La Jaguar Mark V n’a donc due son existence qu’au retard pris par le bureau d’études dans la conception de la Mark VII et, aux yeux de William Lyons, elle n’était donc destinée, dès son lancement, qu’à être un modèle de transition dont l’existence serait sans doute éphémère. A la fin de l’année 1950, la vraie nouvelle berline Jaguar est finalisée et fin prête à entrer en production. Plus moderne, tant par ses lignes que par sa fiche technique que la « vieille » Mark V, la nouvelle Mark VII va donc rapidement poussée sa devancière vers la sortie, les derniers exemplaires sortent d’usine en juin 1951. Avec une carrière qui n’aura durée, au total, qu’un peu plus de deux ans à peine, les changements qu’aura connus la Mark V seront, évidemment, peu nombreux (et se compteront même presque sur les doigts d’une main). Les plus visibles ou les principaux concernant, sur les derniers exemplaires, le montage de déflecteurs aux angles arrondis sur les portières avant et le montage d’une trappe d’aération sur l’auvent ainsi que, sur le moteur, le remplacement des bielles en aluminium par de nouvelles pièces en acier, plus résistantes.

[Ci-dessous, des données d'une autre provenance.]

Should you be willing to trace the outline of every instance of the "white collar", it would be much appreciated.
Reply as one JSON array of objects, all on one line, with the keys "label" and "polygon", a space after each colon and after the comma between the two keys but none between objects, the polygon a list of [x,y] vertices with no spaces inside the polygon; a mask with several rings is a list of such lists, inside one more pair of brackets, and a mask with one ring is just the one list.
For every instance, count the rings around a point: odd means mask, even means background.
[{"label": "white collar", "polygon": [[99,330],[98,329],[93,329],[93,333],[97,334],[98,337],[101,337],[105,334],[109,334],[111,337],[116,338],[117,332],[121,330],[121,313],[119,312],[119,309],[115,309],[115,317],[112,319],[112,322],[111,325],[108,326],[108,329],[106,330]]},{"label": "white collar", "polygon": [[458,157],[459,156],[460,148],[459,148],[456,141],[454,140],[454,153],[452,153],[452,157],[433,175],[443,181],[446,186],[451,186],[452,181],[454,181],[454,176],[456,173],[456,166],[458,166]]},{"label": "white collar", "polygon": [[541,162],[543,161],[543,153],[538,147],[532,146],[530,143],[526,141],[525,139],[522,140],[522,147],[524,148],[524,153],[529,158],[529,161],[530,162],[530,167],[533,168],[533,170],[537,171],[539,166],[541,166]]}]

Au total, en ce qui concerne le bilan des ventes, la Jaguar Mark V aura été produites à 10 490 exemplaires, très exactement, toutes carrosseries et motorisations confondues. Lorsqu’elle quitte la scène, Jaguar tourne alors aussi une page quelque peu méconnue mais néanmoins importante de son histoire, puisqu’avec la disparition de la Mark V, c’est le dernier lien (en tout cas direct) avec les SS d’avant-guerre et les moteurs Standard qui est rompu. La marque entrant désormais dans une nouvelle ère (déjà commencée avec le lancement de la XK 120 en 1948). Une ère qui, si elle connaîtra aussi des heures plutôt sombres dans les années 70 (lorsque la marque aura le malheur d’être intégrée au tentaculaire groupe British Leyland, à l’organisation et à la gestion chaotique) aura aussi, dans une très large part, ses heures de gloire, auxquelles contribuera largement le moteur XK, inauguré par le roadster XK 120 et repris par la berline Mark VII. Un vrai chef-d’oeuvre de mécanique automobile que l’on retrouvera, durant plus de quarante ans, en différentes cylindrées (plus ou moins importantes et plus ou moins puissantes) sous le capot de toutes les Jaguar à moteur six cylindres, jusqu’à la fin de production de la limousine Daimler DS 420 en 1992.